Aquilina suggested that some magistrates should be allowed to focus exclusively on inquiries. It was very difficult for them to work is they had to hear some 120 district cases in the morning, only to then have to handle delicate inquiries, he said.

Malta needed to pass the Moneyval test, he said, but Malta would not have reached this stage had the government not be complacent over money laundering.

Mario de Marco, shadow minister for finance, insisted that the government needed to show conviction in the fight against money laundering and not act out of convenience because of the Moneyval concerns. 

Reiterating the lack of action in the cases mentioned by Aquilina, he also observed that although the Asset Recovery Bureau was set up in 2015, it was only two years later that the first of the legal notices to enable it to function were approved, with the rest following in 2018. As a result, the assets recovered from crime had been negligible. 

The fight against money launching had to be made without fear or favour, independently if the suspects happened to be a former chief of staff or a former minister, he said.  

In winding up the debate, minister Edward Zammit Lewis said there were no excuses for some inquiries to take years, such as six years. This undermined the preservation of evidence. He said there did not seem to be magistrates who were keen to focus exclusively on inquiries. Furthermore, it was not his competence as a minister to tell the chief justice to assign magistrates to work exclusively on inquiries.

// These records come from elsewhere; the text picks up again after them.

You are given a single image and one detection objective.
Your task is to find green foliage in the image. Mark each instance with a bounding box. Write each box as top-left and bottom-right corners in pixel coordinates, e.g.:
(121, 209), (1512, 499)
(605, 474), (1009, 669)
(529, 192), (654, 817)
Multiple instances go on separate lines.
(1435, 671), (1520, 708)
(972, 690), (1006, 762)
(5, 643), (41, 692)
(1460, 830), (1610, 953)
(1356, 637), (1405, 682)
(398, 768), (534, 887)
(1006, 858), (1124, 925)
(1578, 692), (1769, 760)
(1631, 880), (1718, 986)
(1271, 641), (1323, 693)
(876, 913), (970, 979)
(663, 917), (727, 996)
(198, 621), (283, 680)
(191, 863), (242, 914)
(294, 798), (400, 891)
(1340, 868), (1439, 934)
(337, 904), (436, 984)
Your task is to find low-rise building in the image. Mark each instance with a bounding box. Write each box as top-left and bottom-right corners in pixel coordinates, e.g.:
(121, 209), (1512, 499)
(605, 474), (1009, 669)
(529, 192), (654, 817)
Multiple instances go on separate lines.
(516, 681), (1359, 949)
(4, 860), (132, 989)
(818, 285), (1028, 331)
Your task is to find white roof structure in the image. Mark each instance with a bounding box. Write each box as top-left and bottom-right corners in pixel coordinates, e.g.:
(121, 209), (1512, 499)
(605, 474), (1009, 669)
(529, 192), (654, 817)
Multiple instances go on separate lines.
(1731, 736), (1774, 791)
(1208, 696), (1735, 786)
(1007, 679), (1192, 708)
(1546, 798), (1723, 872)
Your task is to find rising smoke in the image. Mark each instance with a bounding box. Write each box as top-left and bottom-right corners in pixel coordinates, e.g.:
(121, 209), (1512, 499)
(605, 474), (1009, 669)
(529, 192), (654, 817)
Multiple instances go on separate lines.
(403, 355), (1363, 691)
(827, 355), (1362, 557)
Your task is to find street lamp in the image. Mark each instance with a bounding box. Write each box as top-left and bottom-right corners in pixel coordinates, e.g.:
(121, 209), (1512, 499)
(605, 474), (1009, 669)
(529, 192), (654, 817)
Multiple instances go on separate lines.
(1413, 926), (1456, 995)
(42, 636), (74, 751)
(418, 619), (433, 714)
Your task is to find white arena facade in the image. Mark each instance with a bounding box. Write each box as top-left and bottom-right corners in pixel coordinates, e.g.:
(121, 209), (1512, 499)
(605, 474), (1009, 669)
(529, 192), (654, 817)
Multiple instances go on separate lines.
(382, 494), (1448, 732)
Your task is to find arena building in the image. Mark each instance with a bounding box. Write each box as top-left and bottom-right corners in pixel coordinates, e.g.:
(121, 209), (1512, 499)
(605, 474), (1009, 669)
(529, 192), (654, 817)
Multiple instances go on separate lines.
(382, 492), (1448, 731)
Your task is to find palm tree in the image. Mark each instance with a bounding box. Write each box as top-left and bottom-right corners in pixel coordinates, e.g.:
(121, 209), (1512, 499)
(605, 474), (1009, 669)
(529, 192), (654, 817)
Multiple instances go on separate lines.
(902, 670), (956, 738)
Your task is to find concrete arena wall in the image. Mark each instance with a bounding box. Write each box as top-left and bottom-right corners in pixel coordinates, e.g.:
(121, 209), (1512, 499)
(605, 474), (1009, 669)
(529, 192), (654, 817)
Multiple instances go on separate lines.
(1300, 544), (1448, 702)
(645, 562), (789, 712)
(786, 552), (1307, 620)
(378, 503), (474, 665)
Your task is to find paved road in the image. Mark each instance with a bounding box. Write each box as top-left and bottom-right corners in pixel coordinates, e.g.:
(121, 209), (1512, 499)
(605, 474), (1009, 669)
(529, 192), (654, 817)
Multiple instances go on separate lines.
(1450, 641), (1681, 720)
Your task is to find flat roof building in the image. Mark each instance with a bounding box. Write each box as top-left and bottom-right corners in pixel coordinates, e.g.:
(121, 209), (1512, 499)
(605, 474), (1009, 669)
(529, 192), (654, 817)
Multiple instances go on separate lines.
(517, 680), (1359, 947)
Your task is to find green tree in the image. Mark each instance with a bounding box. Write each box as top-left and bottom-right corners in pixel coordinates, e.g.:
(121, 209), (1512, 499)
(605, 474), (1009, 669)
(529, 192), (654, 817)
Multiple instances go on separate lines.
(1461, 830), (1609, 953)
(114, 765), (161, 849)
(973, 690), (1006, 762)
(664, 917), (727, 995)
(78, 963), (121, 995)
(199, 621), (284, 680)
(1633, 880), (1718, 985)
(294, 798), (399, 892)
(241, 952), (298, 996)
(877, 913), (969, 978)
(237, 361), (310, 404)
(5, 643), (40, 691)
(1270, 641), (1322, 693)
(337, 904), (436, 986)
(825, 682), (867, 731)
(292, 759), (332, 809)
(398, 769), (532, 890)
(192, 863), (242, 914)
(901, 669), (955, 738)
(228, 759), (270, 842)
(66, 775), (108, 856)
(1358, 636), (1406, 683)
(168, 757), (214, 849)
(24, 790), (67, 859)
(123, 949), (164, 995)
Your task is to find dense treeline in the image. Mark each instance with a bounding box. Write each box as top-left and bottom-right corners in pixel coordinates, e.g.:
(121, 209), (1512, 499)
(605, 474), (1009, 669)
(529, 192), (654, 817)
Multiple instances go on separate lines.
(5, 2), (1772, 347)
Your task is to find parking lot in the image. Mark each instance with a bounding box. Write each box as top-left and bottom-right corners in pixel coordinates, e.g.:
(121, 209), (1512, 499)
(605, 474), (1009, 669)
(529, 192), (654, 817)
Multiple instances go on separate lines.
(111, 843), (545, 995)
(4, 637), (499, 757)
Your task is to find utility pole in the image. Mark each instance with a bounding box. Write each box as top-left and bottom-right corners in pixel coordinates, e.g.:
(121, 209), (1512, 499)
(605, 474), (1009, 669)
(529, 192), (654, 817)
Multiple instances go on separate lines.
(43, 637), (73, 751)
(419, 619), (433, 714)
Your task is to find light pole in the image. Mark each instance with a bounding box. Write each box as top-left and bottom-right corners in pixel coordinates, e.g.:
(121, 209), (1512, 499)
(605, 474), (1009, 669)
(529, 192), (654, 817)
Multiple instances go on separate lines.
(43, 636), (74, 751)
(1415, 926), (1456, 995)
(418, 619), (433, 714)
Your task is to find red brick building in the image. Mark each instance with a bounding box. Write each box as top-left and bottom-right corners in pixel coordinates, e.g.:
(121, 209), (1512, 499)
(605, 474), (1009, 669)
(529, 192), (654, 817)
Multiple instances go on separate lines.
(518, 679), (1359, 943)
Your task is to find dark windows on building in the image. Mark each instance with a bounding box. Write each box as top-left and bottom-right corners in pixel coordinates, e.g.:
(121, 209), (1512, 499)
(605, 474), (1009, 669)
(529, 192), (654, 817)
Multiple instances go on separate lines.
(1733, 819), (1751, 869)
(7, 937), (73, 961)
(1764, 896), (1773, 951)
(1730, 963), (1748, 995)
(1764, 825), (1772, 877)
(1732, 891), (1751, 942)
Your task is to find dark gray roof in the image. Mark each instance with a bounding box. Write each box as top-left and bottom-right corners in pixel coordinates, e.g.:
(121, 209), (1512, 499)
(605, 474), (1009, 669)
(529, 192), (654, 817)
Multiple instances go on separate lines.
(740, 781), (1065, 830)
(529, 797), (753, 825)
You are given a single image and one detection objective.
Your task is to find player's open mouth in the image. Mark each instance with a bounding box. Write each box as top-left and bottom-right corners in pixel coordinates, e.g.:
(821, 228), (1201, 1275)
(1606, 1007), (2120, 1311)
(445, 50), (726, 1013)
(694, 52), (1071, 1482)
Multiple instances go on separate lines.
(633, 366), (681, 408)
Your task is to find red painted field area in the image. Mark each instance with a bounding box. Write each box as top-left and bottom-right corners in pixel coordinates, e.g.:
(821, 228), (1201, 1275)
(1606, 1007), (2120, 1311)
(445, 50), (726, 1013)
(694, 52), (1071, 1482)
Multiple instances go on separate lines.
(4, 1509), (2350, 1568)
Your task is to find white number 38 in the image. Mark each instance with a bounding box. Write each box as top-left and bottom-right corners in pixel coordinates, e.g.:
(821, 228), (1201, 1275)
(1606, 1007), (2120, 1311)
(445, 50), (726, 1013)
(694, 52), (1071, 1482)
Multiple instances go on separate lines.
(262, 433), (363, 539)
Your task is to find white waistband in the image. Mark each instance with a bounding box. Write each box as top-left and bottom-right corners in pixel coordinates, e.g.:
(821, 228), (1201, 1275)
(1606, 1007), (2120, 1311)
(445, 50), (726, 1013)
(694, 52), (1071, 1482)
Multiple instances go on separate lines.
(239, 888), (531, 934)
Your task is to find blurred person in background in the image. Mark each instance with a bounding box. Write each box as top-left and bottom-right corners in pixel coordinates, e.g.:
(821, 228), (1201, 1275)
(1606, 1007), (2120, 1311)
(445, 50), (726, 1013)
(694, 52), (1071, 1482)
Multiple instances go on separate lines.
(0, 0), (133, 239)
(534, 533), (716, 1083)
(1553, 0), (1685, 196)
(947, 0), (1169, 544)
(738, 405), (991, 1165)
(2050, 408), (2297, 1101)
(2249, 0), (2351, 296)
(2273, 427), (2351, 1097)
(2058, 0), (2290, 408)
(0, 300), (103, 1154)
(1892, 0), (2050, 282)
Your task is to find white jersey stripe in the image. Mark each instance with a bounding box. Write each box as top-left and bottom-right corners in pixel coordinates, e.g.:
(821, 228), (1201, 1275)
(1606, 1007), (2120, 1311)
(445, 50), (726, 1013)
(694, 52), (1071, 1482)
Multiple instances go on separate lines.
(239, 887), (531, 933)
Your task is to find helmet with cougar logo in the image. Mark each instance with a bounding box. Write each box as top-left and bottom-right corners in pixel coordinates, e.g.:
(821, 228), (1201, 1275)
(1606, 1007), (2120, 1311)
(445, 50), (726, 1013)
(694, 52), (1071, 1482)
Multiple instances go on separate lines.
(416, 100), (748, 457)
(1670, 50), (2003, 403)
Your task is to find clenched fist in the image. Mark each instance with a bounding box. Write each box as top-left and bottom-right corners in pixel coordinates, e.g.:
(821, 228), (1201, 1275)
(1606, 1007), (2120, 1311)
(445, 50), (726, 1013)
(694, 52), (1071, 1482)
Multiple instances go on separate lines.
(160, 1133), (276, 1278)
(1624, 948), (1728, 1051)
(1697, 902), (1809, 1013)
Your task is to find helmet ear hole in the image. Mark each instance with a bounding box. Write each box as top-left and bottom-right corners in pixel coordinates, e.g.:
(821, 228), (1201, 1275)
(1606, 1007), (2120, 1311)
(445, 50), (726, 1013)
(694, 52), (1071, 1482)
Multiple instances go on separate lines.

However, the fact that four more magistrates were being engaged led one to expect greater efficiency in the handling of inquiries. Still it was not easy to recruit supporting staff to work with magistrates in inquiries. 

On the Asset Recovery Bureau, the minister said the record on confiscation of assets after a criminal conviction was not a good one. There had been problems, such as the storage of such assets, such as yachts. He was committed to strengthening this sector and a fresh call had been issued for a CEO to run the bureau. Warehousing was also being set up. 

What Moneyval had stressed in its report was 'effectiveness of action' and it was this that the government was working on, both through a string of legislation in record time,  as well as practical actions. The police, for example, had become more effective as had the Office of the Attorney General. The Opposition had asked about the arraignment of certain people. All were considered equal under the law, the minister said. The structural problems which Malta had were being overcome, Zammit Lewis said. The opposition should be giving a helping hand and it should recognise the work which was being put in.